Patrick Parkinson (University of Sydney Law School) has written an interesting piece, Accommodating Religious Beliefs in a Secular Age: The Issue of Conscientious Objection in the Workplace, that shows that disputes about conscience protections are occurring around the world. He considers two English cases. The abstract follows. — MLM
This article explores the scope for freedom of conscience in the workplace when people of faith dissent from the values of the majority. In particular, it examines the issues in two English cases, Ladele v London Borough of Islington and McFarlane v Relate Avon Ltd, in which professionals lost their jobs because they had a conscientious, and faith-based, objection to providing a particular kind of service to gay and lesbian couples. In the first case, a local government employee whose work involved celebrating marriages sought to be excused from performing ceremonies involving civil partnerships. In the second case, a relationships counselor qualified in sex therapy asked not to be rostered on to provide sex counseling to same-sex couples, although he was willing to provide general relationship counseling. Both were members of a disadvantaged minority ethnic group. The appeal courts rejected their claims for a remedy based upon religious freedom in both cases.
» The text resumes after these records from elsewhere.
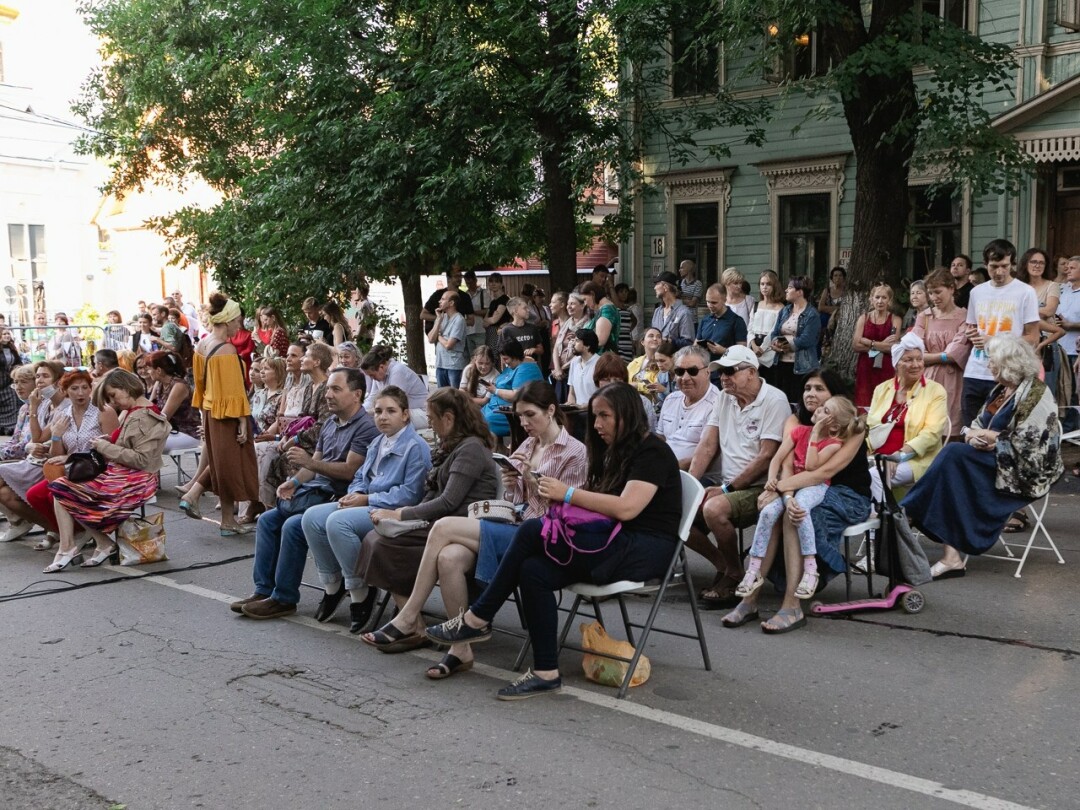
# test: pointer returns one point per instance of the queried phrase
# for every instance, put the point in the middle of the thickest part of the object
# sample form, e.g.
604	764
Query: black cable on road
25	593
The argument of the article is that with more sensitivity to the human rights of everyone involved, conflict in these cases could have been avoided in a way that was principled and which involved equal respect for all. Furthermore, the courts should have provided a broader interpretation of religious freedom. Tolerance for different views in a multicultural society requires that there be some accommodation of moral dissenters, within reasonable limits, at least where their moral positions are based upon genuinely held religious belief. In these cases, the result of the decisions taken by the employers and the courts was that these workplaces became less diverse than they would otherwise have been if the pathways to peace had been properly explored.